Christie’s hasn’t yet disclosed the identity of the new buyer, though the work is likely to return to a private collector’s hands rather than end up on a museum’s walls.
The roughly 26-by-18-inch painting of Jesus Christ in a blue robe, with his right hand raised in blessing and a crystal orb in his left hand, sold on Nov. 15 in New York for $450.3 million including fees, far surpassing the previous record holder for a work by an Old Master. (That was Massacre of the Innocents by Peter Paul Rubens, which sold for $76.7 million in 2002.)
Rappaport says an estimated 2000 people stood in line for up to 90 minutes outside Minnesota Street Project from Oct. 18-20 to catch a glimpse of the work. In addition to San Francisco, the piece was displayed in New York, London and Hong Kong prior to the sale.
Dating to around 1500, when the artist was in his late 40s and at the height of his fame, Salvator Mundi attracted these crowds in part because of its rarity. There are currently thought to be only 15 to 20 such works by the Italian Renaissance master in existence.
Museums’ acquisition budgets are typically only a small fraction of the painting’s enormous selling price. Their pockets simply aren’t as deep as those of Russian billionaires. The Fine Arts Museums of San Francisco (the collective name for the de Young Museum and Legion of Honor) spent less than $3 million on artworks for its collection in 2016 and ’17.
“The sale is not a sign that museums are priced out of the acquisition market,” says the director and CEO of the Fine Arts Museums of San Francisco. “We have been priced out already on a much lower level.”
That being said, it’s not inconceivable that Salvator Mundi may end up in a museum someday. “A museum’s acquisition fund is only so large,” Rappaport says. “But supporters of museums and collectors will often buy things on behalf of a museum and then donate it.” Indeed, the Cantor Arts Center at Stanford University, home to the Anderson Collection, and the San Francisco Museum of Modern Art, with its Fisher Collection, have greatly benefited from the generosity of art collectors in recent years.
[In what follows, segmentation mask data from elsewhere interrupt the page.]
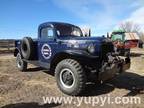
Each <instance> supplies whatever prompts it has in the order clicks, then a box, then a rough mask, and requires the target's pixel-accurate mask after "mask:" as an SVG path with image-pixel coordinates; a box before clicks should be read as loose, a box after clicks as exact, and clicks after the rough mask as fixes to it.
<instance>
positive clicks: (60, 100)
mask: <svg viewBox="0 0 144 108" xmlns="http://www.w3.org/2000/svg"><path fill="white" fill-rule="evenodd" d="M43 102H44V104H50V103H55V104H61V103H64V104H75V105H76V106H80V105H81V104H82V103H85V104H90V105H92V106H95V105H100V106H104V105H105V104H141V98H140V97H111V96H110V94H108V95H107V96H103V97H102V96H97V97H52V96H51V97H43Z"/></svg>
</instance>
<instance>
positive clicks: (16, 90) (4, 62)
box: [0, 49, 144, 108]
mask: <svg viewBox="0 0 144 108" xmlns="http://www.w3.org/2000/svg"><path fill="white" fill-rule="evenodd" d="M131 58H132V64H131V68H130V69H129V70H127V71H126V72H125V73H122V74H121V75H119V76H117V77H115V78H114V79H113V80H111V81H109V82H106V83H104V84H101V85H98V84H87V87H86V92H85V94H84V96H82V97H81V98H86V99H88V98H96V97H104V96H110V97H112V98H115V97H117V96H120V97H134V96H137V97H140V98H141V104H130V103H129V104H122V103H121V104H116V103H111V104H108V103H105V104H104V106H102V107H101V106H100V105H101V104H100V103H99V104H95V106H96V107H97V108H98V107H100V108H107V107H110V108H115V107H117V108H123V107H125V108H143V107H144V50H141V49H134V50H133V51H132V54H131ZM43 96H48V97H50V96H54V97H57V96H58V97H61V96H63V97H68V96H67V95H64V94H63V93H61V92H60V91H59V89H58V87H57V85H56V81H55V78H54V76H53V75H52V74H51V73H50V72H48V71H47V70H44V69H41V68H39V67H35V66H33V65H29V67H28V71H27V72H20V71H18V70H17V68H16V65H15V58H14V57H13V55H10V54H9V55H7V54H6V55H5V54H3V55H2V54H1V55H0V107H2V108H49V107H58V108H59V107H60V108H63V107H69V108H74V107H76V106H77V104H75V103H74V101H76V102H77V97H74V99H73V103H72V104H64V103H63V102H62V103H59V104H56V103H50V104H44V102H43V98H42V97H43ZM92 106H93V105H92V104H87V103H84V102H82V104H81V106H80V107H82V108H87V107H92Z"/></svg>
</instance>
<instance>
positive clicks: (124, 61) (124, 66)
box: [98, 55, 131, 81]
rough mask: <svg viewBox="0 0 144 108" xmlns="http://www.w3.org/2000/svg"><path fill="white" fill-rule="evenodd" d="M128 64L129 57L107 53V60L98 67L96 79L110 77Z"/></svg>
mask: <svg viewBox="0 0 144 108" xmlns="http://www.w3.org/2000/svg"><path fill="white" fill-rule="evenodd" d="M130 64H131V63H130V58H126V57H119V56H115V57H113V56H111V55H109V56H108V61H107V62H105V63H104V64H103V66H102V68H101V69H100V72H99V76H98V79H99V80H101V81H105V80H109V79H112V78H113V77H114V76H115V75H117V74H120V73H122V72H124V71H125V70H127V69H129V68H130Z"/></svg>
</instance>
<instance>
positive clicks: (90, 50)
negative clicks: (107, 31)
mask: <svg viewBox="0 0 144 108" xmlns="http://www.w3.org/2000/svg"><path fill="white" fill-rule="evenodd" d="M88 52H89V53H94V52H95V46H94V44H90V45H89V46H88Z"/></svg>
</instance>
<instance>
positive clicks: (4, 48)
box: [0, 40, 15, 53]
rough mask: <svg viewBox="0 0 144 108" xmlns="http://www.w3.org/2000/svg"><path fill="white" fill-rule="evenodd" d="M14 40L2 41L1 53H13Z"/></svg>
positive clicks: (1, 46) (1, 44)
mask: <svg viewBox="0 0 144 108" xmlns="http://www.w3.org/2000/svg"><path fill="white" fill-rule="evenodd" d="M14 47H15V44H14V40H0V53H6V52H7V53H8V52H13V50H14Z"/></svg>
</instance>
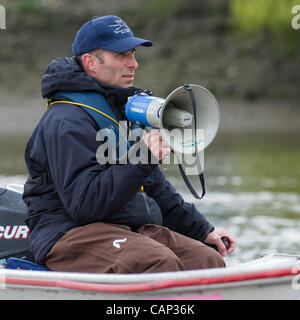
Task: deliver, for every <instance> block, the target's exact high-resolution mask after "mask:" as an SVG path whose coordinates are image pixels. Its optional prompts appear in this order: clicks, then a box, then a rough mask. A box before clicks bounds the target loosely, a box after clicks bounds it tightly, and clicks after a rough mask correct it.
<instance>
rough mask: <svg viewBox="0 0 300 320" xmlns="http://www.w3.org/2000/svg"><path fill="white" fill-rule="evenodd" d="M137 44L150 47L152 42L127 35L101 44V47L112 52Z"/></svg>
mask: <svg viewBox="0 0 300 320" xmlns="http://www.w3.org/2000/svg"><path fill="white" fill-rule="evenodd" d="M138 46H145V47H151V46H153V42H152V41H149V40H145V39H141V38H136V37H127V38H124V39H120V40H117V41H114V42H112V43H110V44H107V45H105V46H102V47H101V48H102V49H104V50H108V51H112V52H125V51H129V50H132V49H134V48H136V47H138Z"/></svg>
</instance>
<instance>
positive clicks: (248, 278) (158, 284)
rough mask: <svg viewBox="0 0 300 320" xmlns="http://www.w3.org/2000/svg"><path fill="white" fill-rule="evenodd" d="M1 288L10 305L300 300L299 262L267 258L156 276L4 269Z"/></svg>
mask: <svg viewBox="0 0 300 320" xmlns="http://www.w3.org/2000/svg"><path fill="white" fill-rule="evenodd" d="M1 279H2V281H1ZM1 286H2V290H0V299H7V300H8V299H18V300H22V299H26V300H31V299H33V300H41V299H51V300H52V299H58V300H60V299H63V300H67V299H72V300H74V299H76V300H85V299H97V300H108V299H109V300H110V299H112V300H117V299H122V300H152V299H155V300H165V299H166V300H204V299H206V300H207V299H209V300H216V299H217V300H219V299H223V300H241V299H246V300H252V299H255V300H258V299H263V300H294V299H299V298H300V257H298V256H290V255H267V256H265V257H262V258H260V259H257V260H255V261H252V262H249V263H245V264H241V265H238V266H233V267H228V268H222V269H208V270H194V271H182V272H165V273H156V274H130V275H121V274H87V273H70V272H47V271H23V270H7V269H3V270H0V288H1Z"/></svg>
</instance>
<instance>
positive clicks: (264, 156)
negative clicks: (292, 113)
mask: <svg viewBox="0 0 300 320" xmlns="http://www.w3.org/2000/svg"><path fill="white" fill-rule="evenodd" d="M299 138H300V134H299V136H297V135H295V134H260V135H259V134H256V135H255V134H243V135H233V134H219V135H218V136H217V138H216V139H215V141H214V142H213V144H212V145H211V146H209V147H208V149H207V150H206V151H205V158H204V159H205V170H204V172H205V180H206V188H207V194H206V195H205V197H204V198H203V199H202V200H195V199H194V198H193V196H192V195H191V194H190V193H189V191H188V189H187V188H186V187H185V185H184V183H183V181H182V179H181V176H180V174H179V172H178V169H177V167H176V166H168V167H166V166H163V169H164V172H165V174H166V175H167V177H168V178H169V179H170V180H171V181H172V182H173V183H174V184H175V186H176V188H177V190H178V191H179V192H180V193H182V194H183V196H184V198H185V199H186V200H187V201H192V202H194V203H195V204H196V206H197V207H198V209H199V210H200V211H201V212H202V213H204V214H205V215H206V217H207V218H208V219H209V220H210V221H211V222H212V223H213V224H214V225H215V226H217V227H222V228H226V229H227V230H229V231H230V232H231V233H232V235H233V236H234V237H235V238H236V240H237V248H236V250H235V252H234V253H232V254H231V255H230V256H229V257H227V258H226V262H227V264H228V265H234V264H237V263H240V262H246V261H249V260H250V259H256V258H258V257H260V256H261V254H263V253H266V252H279V253H290V254H300V232H299V231H300V165H299V163H300V161H299V159H300V139H299ZM26 140H27V137H20V136H2V137H0V150H1V162H0V184H5V183H23V182H24V181H25V179H26V167H25V163H24V156H23V154H24V149H25V143H26ZM192 181H193V183H194V186H195V187H196V188H197V190H198V191H199V192H200V191H201V190H200V186H199V182H198V181H197V179H196V178H195V177H193V178H192Z"/></svg>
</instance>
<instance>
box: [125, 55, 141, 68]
mask: <svg viewBox="0 0 300 320" xmlns="http://www.w3.org/2000/svg"><path fill="white" fill-rule="evenodd" d="M138 66H139V64H138V63H137V61H136V58H135V56H134V55H132V56H131V57H130V59H129V61H128V68H132V69H137V68H138Z"/></svg>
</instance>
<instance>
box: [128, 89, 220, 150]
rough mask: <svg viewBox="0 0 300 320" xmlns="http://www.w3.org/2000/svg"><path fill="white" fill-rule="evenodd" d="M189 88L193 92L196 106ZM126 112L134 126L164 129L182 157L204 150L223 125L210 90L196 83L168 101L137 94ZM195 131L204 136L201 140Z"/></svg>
mask: <svg viewBox="0 0 300 320" xmlns="http://www.w3.org/2000/svg"><path fill="white" fill-rule="evenodd" d="M187 88H188V89H189V90H192V93H193V94H192V96H193V98H194V106H193V100H192V99H191V94H190V92H189V90H187ZM125 113H126V117H127V119H128V120H129V121H131V122H133V123H140V124H141V125H143V126H146V127H152V128H158V129H160V130H161V133H162V136H163V138H164V140H165V141H166V142H167V143H168V144H169V146H170V148H171V149H172V150H173V151H174V152H176V153H179V154H193V153H194V152H195V151H197V150H198V152H200V151H202V150H204V149H205V148H206V147H207V146H208V145H209V144H210V143H211V142H212V141H213V140H214V138H215V136H216V134H217V132H218V129H219V124H220V110H219V106H218V103H217V100H216V99H215V97H214V96H213V94H212V93H211V92H210V91H208V90H207V89H205V88H204V87H201V86H199V85H195V84H189V85H184V86H180V87H178V88H177V89H175V90H174V91H172V92H171V93H170V94H169V95H168V96H167V98H166V99H162V98H158V97H153V96H149V95H147V94H145V93H138V94H135V95H134V96H132V97H130V98H129V99H128V102H127V104H126V108H125ZM173 129H176V130H173ZM195 130H197V131H199V132H201V133H202V134H199V137H198V138H199V139H198V141H195V138H196V134H195ZM196 143H197V146H196ZM196 147H197V148H196ZM196 149H197V150H196Z"/></svg>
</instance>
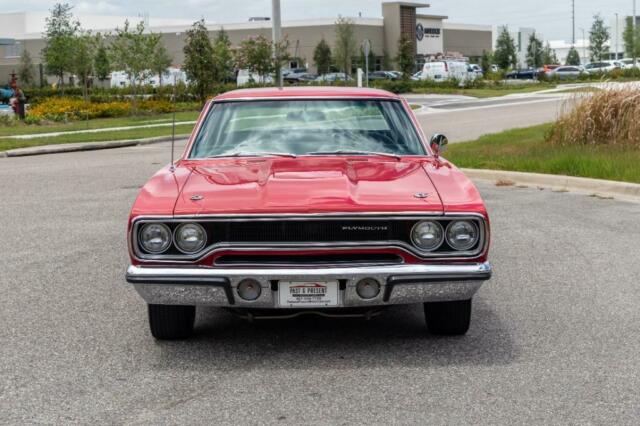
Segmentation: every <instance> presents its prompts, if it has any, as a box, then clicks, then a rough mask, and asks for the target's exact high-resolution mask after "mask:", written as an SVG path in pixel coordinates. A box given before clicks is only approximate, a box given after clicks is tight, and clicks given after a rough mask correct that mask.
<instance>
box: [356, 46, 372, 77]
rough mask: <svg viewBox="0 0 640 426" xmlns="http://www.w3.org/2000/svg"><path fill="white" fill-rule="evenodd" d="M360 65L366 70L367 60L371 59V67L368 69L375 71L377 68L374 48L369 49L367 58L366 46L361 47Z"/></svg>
mask: <svg viewBox="0 0 640 426" xmlns="http://www.w3.org/2000/svg"><path fill="white" fill-rule="evenodd" d="M358 60H359V62H360V63H359V67H360V68H362V70H363V71H364V70H365V67H366V66H367V60H368V61H369V69H368V70H366V71H369V72H373V71H375V68H376V54H375V53H374V51H373V49H369V57H368V58H366V57H365V55H364V48H363V47H360V57H359V59H358Z"/></svg>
Despite the rarity and nosebleed price point of Salvator Mundi, some experts doubt its authenticity. In an article for the culture website Vulture, New York Magazine art critic Jerry Saltz dismisses the canvas, labeling it “a two-dimensional ersatz dashboard Jesus.”
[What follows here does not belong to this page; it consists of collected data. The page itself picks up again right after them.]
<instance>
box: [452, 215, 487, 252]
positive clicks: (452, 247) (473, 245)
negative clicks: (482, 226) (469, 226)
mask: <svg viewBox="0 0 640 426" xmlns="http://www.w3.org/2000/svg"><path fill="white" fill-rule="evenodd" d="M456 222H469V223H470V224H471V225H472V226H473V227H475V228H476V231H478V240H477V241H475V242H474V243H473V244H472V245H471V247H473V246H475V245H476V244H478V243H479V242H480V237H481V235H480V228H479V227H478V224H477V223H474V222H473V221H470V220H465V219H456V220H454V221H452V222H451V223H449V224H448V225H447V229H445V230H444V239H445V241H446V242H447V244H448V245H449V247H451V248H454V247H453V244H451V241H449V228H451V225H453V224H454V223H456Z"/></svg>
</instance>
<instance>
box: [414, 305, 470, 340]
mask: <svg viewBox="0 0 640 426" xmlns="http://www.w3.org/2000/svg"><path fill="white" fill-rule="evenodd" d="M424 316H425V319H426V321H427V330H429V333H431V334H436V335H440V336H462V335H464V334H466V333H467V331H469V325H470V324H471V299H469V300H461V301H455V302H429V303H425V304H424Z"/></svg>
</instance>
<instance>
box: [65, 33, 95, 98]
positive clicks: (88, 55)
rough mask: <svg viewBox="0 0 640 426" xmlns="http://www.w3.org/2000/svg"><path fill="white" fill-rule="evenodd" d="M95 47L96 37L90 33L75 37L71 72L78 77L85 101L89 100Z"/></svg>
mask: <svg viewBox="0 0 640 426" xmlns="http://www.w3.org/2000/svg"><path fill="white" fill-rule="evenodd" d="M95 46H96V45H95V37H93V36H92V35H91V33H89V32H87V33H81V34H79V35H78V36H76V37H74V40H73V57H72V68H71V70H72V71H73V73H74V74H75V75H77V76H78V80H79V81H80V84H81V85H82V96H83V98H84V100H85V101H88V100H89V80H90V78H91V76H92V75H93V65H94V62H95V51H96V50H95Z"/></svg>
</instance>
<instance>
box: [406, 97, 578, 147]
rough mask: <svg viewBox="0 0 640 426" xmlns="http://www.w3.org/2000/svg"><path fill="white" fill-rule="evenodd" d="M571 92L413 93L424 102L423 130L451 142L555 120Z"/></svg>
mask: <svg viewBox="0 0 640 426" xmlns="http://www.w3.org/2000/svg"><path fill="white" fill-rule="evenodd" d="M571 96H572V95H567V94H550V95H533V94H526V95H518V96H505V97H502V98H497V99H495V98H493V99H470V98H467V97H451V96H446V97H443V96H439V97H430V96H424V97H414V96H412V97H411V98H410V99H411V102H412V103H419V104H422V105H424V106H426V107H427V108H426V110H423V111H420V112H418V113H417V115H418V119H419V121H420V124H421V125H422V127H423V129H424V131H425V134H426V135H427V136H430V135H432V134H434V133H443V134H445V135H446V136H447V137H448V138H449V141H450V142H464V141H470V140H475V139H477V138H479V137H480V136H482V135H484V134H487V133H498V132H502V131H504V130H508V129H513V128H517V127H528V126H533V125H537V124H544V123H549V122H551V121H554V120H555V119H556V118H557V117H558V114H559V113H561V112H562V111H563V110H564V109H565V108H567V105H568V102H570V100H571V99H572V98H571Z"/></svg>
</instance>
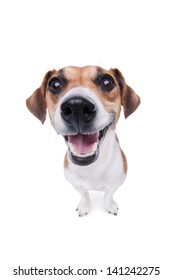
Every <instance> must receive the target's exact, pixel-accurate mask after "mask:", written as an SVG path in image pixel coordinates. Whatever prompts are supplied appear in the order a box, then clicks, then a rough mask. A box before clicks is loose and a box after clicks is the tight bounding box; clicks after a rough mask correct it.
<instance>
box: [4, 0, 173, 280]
mask: <svg viewBox="0 0 173 280" xmlns="http://www.w3.org/2000/svg"><path fill="white" fill-rule="evenodd" d="M171 2H172V1H168V0H164V1H159V0H157V1H146V0H145V1H135V0H131V1H124V0H122V1H116V0H114V1H113V0H107V1H103V0H99V1H94V0H87V1H86V0H84V1H79V0H72V1H70V0H69V1H67V0H63V1H62V0H61V1H60V0H56V1H55V0H49V1H44V0H42V1H36V0H35V1H22V0H21V1H20V0H15V1H9V0H6V1H1V4H0V21H1V22H0V28H1V35H0V36H1V37H0V41H1V43H0V48H1V51H0V71H1V73H0V79H1V83H0V132H1V134H0V143H1V145H0V149H1V150H0V161H1V167H0V171H1V177H0V180H1V182H0V188H1V189H0V191H1V194H0V207H1V209H0V215H1V220H0V223H1V224H0V234H1V239H0V242H1V247H0V254H1V262H0V275H1V277H0V278H1V279H4V280H6V279H26V278H27V277H26V276H24V277H22V276H13V269H14V268H17V267H18V266H19V265H20V266H21V267H23V268H30V267H31V266H33V267H35V266H37V267H39V268H52V267H54V266H56V267H60V268H66V267H67V266H68V265H71V267H74V268H97V269H98V271H99V270H100V269H103V271H104V272H103V273H100V274H99V275H98V276H95V277H91V276H90V277H89V276H83V277H77V276H76V277H75V276H73V277H72V276H71V278H73V279H79V278H82V279H90V278H93V279H123V276H119V277H116V276H106V268H107V267H108V266H111V267H112V268H113V267H114V266H142V267H143V266H160V267H161V274H160V276H157V277H156V276H148V277H147V276H145V277H144V276H143V277H142V276H141V278H145V279H167V280H169V279H172V276H171V274H172V250H173V246H172V245H173V242H172V236H173V232H172V231H173V230H172V228H173V227H172V221H173V218H172V215H173V203H172V194H173V192H172V188H173V180H172V172H173V171H172V156H173V154H172V142H173V136H172V135H173V134H172V127H173V125H172V119H173V118H172V113H173V112H172V102H173V99H172V96H173V87H172V75H173V73H172V65H173V55H172V52H173V41H172V36H173V28H172V26H173V20H172V3H171ZM88 64H94V65H100V66H102V67H105V68H110V67H117V68H119V69H120V70H121V71H122V73H123V75H124V76H125V78H126V81H127V83H128V84H129V85H130V86H131V87H132V88H133V89H134V90H135V91H136V93H137V94H139V95H140V97H141V101H142V103H141V105H140V107H139V109H138V110H137V111H136V112H135V113H134V114H133V115H132V116H130V117H129V118H128V119H127V120H124V116H123V114H122V116H121V119H120V121H119V124H118V127H117V132H118V135H119V139H120V143H121V146H122V148H123V150H124V152H125V154H126V156H127V158H128V165H129V170H128V176H127V179H126V181H125V183H124V184H123V186H121V187H120V188H119V190H118V191H117V193H116V194H115V199H116V201H117V202H118V204H119V208H120V210H119V214H118V216H117V217H115V216H111V215H109V214H107V213H106V212H104V210H102V208H101V207H100V204H101V198H102V194H96V193H94V194H93V197H92V199H93V209H92V212H91V213H90V214H88V216H86V217H84V218H79V217H78V215H77V213H76V212H75V208H76V205H77V204H78V202H79V199H80V196H79V195H78V193H77V192H76V191H75V190H74V189H73V188H72V187H71V185H70V184H69V183H68V182H67V181H66V180H65V178H64V174H63V157H64V154H65V151H66V145H65V143H64V141H63V139H62V138H61V137H60V136H57V135H56V133H55V132H54V130H53V129H52V127H51V125H50V121H49V119H48V118H47V120H46V123H45V124H44V126H42V125H41V123H40V122H39V121H38V120H37V119H36V118H34V117H33V116H32V115H31V114H30V113H29V111H28V110H27V109H26V106H25V99H26V98H27V97H29V96H30V95H31V94H32V92H33V91H34V90H35V89H36V88H37V87H39V86H40V84H41V81H42V78H43V76H44V74H45V73H46V72H47V71H48V70H49V69H53V68H57V69H58V68H61V67H64V66H67V65H77V66H83V65H88ZM56 277H57V278H58V276H54V277H51V276H49V277H48V276H47V277H46V276H45V277H43V276H38V277H31V276H30V277H28V278H27V279H37V278H38V279H56ZM66 277H67V276H66ZM126 277H127V278H128V279H129V280H130V279H138V278H140V276H139V277H136V278H135V277H134V276H126ZM59 278H60V277H59ZM61 278H62V277H61ZM67 278H69V279H70V276H69V277H67Z"/></svg>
Saltz points to the fact that the canvas has been touched up a lot in recent years owing to scratches, gouges and missing paint. He also says the painting doesn’t resemble any of the few da Vinci paintings in existence today.
“Not a single one of them pictures a person straight on like this one,” Saltz writes. “Renaissance masters were all about letting figures interact with the surface and the structure of the painting, curving space, involving the viewer in way more than an old-fashioned direct headshot. Leonardo never let a subject come at you all at once like this much more Byzantine, flat, forward-facing symmetry.”